Jamaicans brought into Florida’s sugar fields to cut cane for nearly half a century, beginning in 1943, were housed and fed in dormitories and worked according to schedules like those of total institutions. The Immigration and Naturalization Service issued them H-2 visas, which allowed them to enter the country legally on the condition that they work, throughout their stay, for a single, predesignated employer. Despite the control that this limited access to the labor market gave their employers, these workers brought to the sugar plantations their tastes and styles of speech, and some of them settled in Pahokee, Belle Glade, Clewiston, and South Bay. Neighborhoods in communities ringing the southern shore of Lake Okeechobee began looking, sounding, smelling, feeling, and tasting more and more West Indian.
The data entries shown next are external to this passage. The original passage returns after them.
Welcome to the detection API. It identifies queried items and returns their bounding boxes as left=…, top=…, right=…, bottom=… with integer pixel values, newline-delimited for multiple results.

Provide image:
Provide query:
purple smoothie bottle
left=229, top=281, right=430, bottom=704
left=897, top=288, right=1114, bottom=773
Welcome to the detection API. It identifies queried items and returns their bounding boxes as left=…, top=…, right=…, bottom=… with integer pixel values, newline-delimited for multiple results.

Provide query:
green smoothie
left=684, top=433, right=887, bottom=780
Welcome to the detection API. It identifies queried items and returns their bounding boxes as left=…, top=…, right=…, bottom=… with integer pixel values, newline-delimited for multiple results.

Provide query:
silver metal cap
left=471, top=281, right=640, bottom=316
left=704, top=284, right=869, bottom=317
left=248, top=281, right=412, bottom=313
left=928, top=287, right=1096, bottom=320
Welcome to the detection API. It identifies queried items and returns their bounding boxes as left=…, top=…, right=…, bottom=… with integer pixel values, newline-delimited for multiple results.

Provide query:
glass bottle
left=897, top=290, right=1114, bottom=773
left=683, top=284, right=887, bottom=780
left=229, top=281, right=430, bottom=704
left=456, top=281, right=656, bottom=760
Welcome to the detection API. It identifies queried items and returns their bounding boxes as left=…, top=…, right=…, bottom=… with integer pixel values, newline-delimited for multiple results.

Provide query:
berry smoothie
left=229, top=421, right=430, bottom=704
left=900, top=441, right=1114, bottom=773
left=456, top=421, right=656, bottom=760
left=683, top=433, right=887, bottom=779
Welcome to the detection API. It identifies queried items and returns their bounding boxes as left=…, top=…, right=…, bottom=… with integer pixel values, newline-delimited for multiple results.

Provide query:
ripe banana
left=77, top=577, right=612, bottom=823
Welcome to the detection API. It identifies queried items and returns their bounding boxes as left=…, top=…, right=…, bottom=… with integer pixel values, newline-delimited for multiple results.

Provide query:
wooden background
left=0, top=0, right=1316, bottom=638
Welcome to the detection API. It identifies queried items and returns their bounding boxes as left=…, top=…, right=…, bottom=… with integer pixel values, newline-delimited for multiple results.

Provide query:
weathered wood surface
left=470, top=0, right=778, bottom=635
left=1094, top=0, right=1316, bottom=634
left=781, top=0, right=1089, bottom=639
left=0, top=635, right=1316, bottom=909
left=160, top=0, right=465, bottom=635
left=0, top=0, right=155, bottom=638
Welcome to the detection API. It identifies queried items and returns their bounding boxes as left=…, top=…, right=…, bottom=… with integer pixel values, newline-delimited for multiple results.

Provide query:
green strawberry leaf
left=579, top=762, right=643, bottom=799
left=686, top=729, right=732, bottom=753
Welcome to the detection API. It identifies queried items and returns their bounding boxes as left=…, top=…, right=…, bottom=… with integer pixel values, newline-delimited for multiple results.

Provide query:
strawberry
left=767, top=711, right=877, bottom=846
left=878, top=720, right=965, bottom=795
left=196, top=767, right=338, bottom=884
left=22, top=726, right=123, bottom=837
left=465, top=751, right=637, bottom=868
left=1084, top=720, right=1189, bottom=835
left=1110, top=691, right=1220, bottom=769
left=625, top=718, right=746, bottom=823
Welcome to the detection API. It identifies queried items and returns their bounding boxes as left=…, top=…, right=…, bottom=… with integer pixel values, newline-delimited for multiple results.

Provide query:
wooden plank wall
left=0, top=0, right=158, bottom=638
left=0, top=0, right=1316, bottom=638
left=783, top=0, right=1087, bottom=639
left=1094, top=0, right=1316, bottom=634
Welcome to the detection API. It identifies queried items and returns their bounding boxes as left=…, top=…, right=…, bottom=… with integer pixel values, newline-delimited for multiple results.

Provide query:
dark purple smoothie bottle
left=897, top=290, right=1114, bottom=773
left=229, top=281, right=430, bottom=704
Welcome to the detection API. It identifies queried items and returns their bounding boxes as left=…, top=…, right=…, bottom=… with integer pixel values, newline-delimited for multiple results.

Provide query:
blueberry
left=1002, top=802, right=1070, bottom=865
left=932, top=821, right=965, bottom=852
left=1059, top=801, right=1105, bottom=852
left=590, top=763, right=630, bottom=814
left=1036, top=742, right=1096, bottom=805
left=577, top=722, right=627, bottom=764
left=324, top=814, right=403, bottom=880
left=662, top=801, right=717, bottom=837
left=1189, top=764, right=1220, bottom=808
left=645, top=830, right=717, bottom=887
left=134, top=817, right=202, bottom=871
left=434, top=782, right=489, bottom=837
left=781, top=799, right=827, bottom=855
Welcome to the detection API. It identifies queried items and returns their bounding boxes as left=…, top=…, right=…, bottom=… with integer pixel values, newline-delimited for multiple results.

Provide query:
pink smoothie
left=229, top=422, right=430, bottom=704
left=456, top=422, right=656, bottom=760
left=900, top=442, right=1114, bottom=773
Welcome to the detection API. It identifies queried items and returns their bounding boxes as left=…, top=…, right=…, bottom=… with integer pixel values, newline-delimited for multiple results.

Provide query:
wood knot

Supermarkets stocked yams and Jamaican pastries, and the minibuses that transported workers between labor camps and town adopted the same flexible schedules and methods of recruiting passengers that you find throughout Jamaica.
As Jamaicans slipped away from the sugar fields, establishing a West Indian presence in southern Florida, they showed us that cultural practices nearly always leak out of and percolate up through the structures and rules meant to regulate time, space, and human interaction. Managed migration like the H-2 program can never fully dehumanize individuals, making them merely, or even primarily, workers. New, more vibrant cultural practices gradually emerged along the margins of the sugar plantations, nipping at the rules and regulations of sugar work with enticing aromas from home.
Similar patterns emerge around Disney World, Busch Gardens, and the golf and beach resorts where tourists stay for a week or two at a time. These fantasy worlds depend on large numbers of security guards, performers, landscapers, and service and maintenance personnel. Most of these people require low-cost housing because they earn low incomes that fluctuate seasonally, yet still pay the inflated prices that local businesses charge tourists for basic goods like food and basic services like medical care. It is in the best interests of the fantasy that these people disappear at the end of their shifts into neighborhoods that bear little resemblance to the fantasy worlds where they work.
I was first struck by this on a trip to south Florida’s interior in 1981, when several of us graduate students from the University of Florida went into the sugar fields to interview a few hundred West Indian cane cutters for Professors Charles Wood and Terry McCoy. We stayed in Clewiston, one of half a dozen towns along the southern rim of Lake Okeechobee that served as the winter home to people who lived a hand-to-mouth existence. At least three of these towns Belle Glade, South Bay, and Pahokee had large sections of tenement housing occupied by refugees, illegal immigrants, and the working poor. They were two- and three-story apartment buildings with sagging balconies, torn screens, and flaking, fading paint that had once boasted bright Caribbean colors. I learned later that many of these tenements doubled as labor camps, occupied by families or single men on the condition that the residents work either directly for their landlord or for someone related to their landlord.